= Natcho Aguirre, Santa Clara, Mexico =

Photograph by Henri Cartier-Bresson

Natcho Aguirre, Santa Clara, Mexico (1934)

Natcho Aguirre, Santa Clara, Mexico, is a black and white photograph taken by Henri Cartier-Bresson in 1934, while in a travel to Mexico.

==History and description==
The picture appears staged, but its context and significance are left unexplained. It depicts to the left a man, with his face cut out and only partially visible, exposing his bare chest covered by his crossed arms, with his hands held up in fists, while his pants are partially unzipped. The man seems to be contorting in either agony or ecstasy, in a somewhat Christ-like pose, like if he were protecting or piercing his breasts.
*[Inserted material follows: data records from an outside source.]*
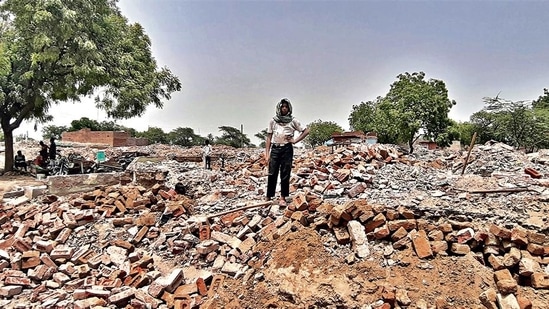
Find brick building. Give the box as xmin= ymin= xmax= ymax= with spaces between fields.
xmin=61 ymin=128 xmax=149 ymax=147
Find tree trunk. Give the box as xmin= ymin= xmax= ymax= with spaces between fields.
xmin=4 ymin=131 xmax=14 ymax=172
xmin=408 ymin=138 xmax=414 ymax=153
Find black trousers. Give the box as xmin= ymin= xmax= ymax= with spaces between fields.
xmin=204 ymin=156 xmax=212 ymax=170
xmin=267 ymin=143 xmax=294 ymax=198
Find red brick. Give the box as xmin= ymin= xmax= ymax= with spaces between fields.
xmin=410 ymin=230 xmax=433 ymax=259
xmin=196 ymin=278 xmax=208 ymax=296
xmin=4 ymin=277 xmax=31 ymax=286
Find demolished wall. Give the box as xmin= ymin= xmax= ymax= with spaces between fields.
xmin=0 ymin=144 xmax=549 ymax=309
xmin=61 ymin=128 xmax=148 ymax=147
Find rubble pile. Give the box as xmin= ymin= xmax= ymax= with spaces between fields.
xmin=0 ymin=144 xmax=549 ymax=308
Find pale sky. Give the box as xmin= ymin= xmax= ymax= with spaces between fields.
xmin=15 ymin=0 xmax=549 ymax=144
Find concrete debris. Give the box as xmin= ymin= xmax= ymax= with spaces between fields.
xmin=0 ymin=143 xmax=549 ymax=308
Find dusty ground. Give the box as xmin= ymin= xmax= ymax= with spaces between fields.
xmin=210 ymin=228 xmax=549 ymax=308
xmin=0 ymin=171 xmax=549 ymax=309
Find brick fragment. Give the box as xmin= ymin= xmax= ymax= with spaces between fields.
xmin=410 ymin=230 xmax=433 ymax=259
xmin=208 ymin=275 xmax=225 ymax=298
xmin=109 ymin=288 xmax=135 ymax=304
xmin=0 ymin=285 xmax=23 ymax=297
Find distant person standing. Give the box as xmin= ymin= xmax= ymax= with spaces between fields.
xmin=265 ymin=99 xmax=309 ymax=206
xmin=50 ymin=136 xmax=57 ymax=161
xmin=202 ymin=140 xmax=212 ymax=170
xmin=39 ymin=141 xmax=48 ymax=161
xmin=14 ymin=150 xmax=27 ymax=171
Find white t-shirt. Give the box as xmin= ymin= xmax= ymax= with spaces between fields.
xmin=267 ymin=118 xmax=305 ymax=144
xmin=202 ymin=145 xmax=212 ymax=158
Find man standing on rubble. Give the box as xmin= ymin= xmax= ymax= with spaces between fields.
xmin=50 ymin=136 xmax=57 ymax=162
xmin=265 ymin=98 xmax=309 ymax=206
xmin=202 ymin=140 xmax=212 ymax=170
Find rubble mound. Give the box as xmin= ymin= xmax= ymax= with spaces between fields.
xmin=0 ymin=143 xmax=549 ymax=309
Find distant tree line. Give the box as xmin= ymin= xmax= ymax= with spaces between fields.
xmin=38 ymin=76 xmax=549 ymax=152
xmin=42 ymin=117 xmax=255 ymax=148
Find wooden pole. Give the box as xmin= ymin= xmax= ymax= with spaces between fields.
xmin=461 ymin=132 xmax=477 ymax=175
xmin=206 ymin=201 xmax=273 ymax=219
xmin=467 ymin=188 xmax=530 ymax=194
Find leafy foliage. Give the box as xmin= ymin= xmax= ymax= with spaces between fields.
xmin=471 ymin=97 xmax=549 ymax=151
xmin=532 ymin=88 xmax=549 ymax=109
xmin=42 ymin=125 xmax=69 ymax=140
xmin=137 ymin=127 xmax=168 ymax=144
xmin=215 ymin=126 xmax=254 ymax=148
xmin=167 ymin=128 xmax=205 ymax=147
xmin=0 ymin=0 xmax=181 ymax=170
xmin=305 ymin=119 xmax=343 ymax=147
xmin=348 ymin=72 xmax=456 ymax=151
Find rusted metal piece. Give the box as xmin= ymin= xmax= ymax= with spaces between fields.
xmin=467 ymin=187 xmax=531 ymax=193
xmin=198 ymin=223 xmax=211 ymax=240
xmin=461 ymin=132 xmax=477 ymax=175
xmin=524 ymin=167 xmax=541 ymax=178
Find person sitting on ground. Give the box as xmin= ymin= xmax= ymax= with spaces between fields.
xmin=14 ymin=150 xmax=27 ymax=171
xmin=40 ymin=141 xmax=48 ymax=161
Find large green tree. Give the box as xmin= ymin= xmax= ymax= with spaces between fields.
xmin=349 ymin=97 xmax=403 ymax=144
xmin=349 ymin=72 xmax=456 ymax=152
xmin=305 ymin=119 xmax=343 ymax=147
xmin=471 ymin=96 xmax=549 ymax=151
xmin=254 ymin=129 xmax=267 ymax=148
xmin=168 ymin=128 xmax=205 ymax=146
xmin=385 ymin=72 xmax=456 ymax=152
xmin=0 ymin=0 xmax=181 ymax=170
xmin=137 ymin=127 xmax=168 ymax=144
xmin=42 ymin=125 xmax=69 ymax=140
xmin=532 ymin=88 xmax=549 ymax=109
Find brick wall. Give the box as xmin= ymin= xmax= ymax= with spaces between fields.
xmin=61 ymin=129 xmax=148 ymax=147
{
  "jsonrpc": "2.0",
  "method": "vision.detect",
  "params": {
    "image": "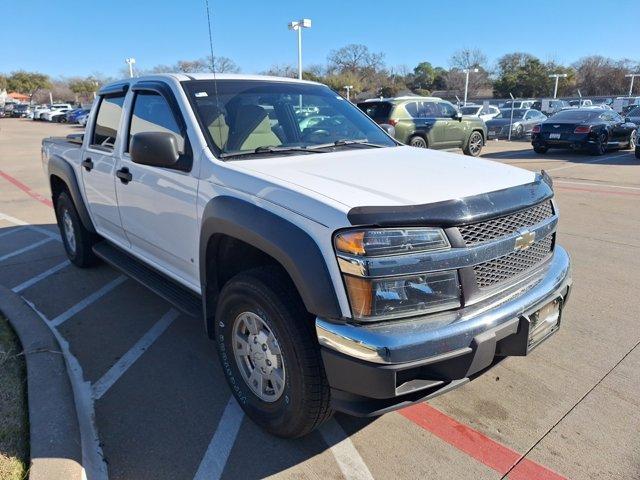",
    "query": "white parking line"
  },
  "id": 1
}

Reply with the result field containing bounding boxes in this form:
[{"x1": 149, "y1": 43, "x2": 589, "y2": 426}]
[
  {"x1": 193, "y1": 396, "x2": 244, "y2": 480},
  {"x1": 320, "y1": 418, "x2": 373, "y2": 480},
  {"x1": 0, "y1": 238, "x2": 51, "y2": 262},
  {"x1": 51, "y1": 275, "x2": 127, "y2": 327},
  {"x1": 0, "y1": 213, "x2": 62, "y2": 242},
  {"x1": 11, "y1": 260, "x2": 71, "y2": 293},
  {"x1": 553, "y1": 179, "x2": 640, "y2": 190},
  {"x1": 21, "y1": 297, "x2": 109, "y2": 480},
  {"x1": 0, "y1": 225, "x2": 26, "y2": 238},
  {"x1": 92, "y1": 309, "x2": 180, "y2": 400}
]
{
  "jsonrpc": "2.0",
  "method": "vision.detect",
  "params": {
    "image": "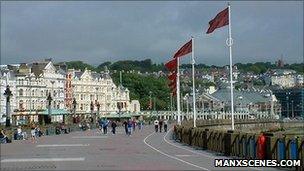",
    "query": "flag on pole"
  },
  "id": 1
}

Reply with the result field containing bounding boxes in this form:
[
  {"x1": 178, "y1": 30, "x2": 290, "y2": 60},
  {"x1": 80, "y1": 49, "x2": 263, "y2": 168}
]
[
  {"x1": 168, "y1": 72, "x2": 177, "y2": 80},
  {"x1": 207, "y1": 7, "x2": 229, "y2": 34},
  {"x1": 165, "y1": 58, "x2": 177, "y2": 72},
  {"x1": 173, "y1": 40, "x2": 192, "y2": 58},
  {"x1": 168, "y1": 78, "x2": 176, "y2": 87}
]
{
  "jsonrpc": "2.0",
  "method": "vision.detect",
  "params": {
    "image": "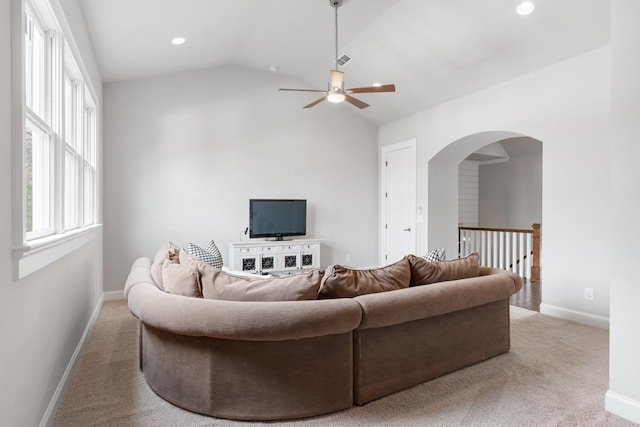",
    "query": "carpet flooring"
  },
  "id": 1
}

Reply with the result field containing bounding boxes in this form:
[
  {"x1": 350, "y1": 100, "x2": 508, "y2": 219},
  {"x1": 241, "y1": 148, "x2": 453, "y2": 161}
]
[{"x1": 53, "y1": 301, "x2": 636, "y2": 427}]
Its visible at his right a shelving cabinet with two groups of shoes.

The enigmatic and erotic composition, with the juxtaposition of apparently unrelated elements demonstrates the influence of Surrealism and the notion of "convulsive beauty", exposed by André Breton, in the artist work, like also Cartier-Bresson's love of geometric forms.

==Public collections==
There are prints of this photograph in several public collections, including the Henri Cartier-Bresson Foundation, in Paris, the Metropolitan Museum of Art, in New York, and the National Gallery of Australia, in Canberra.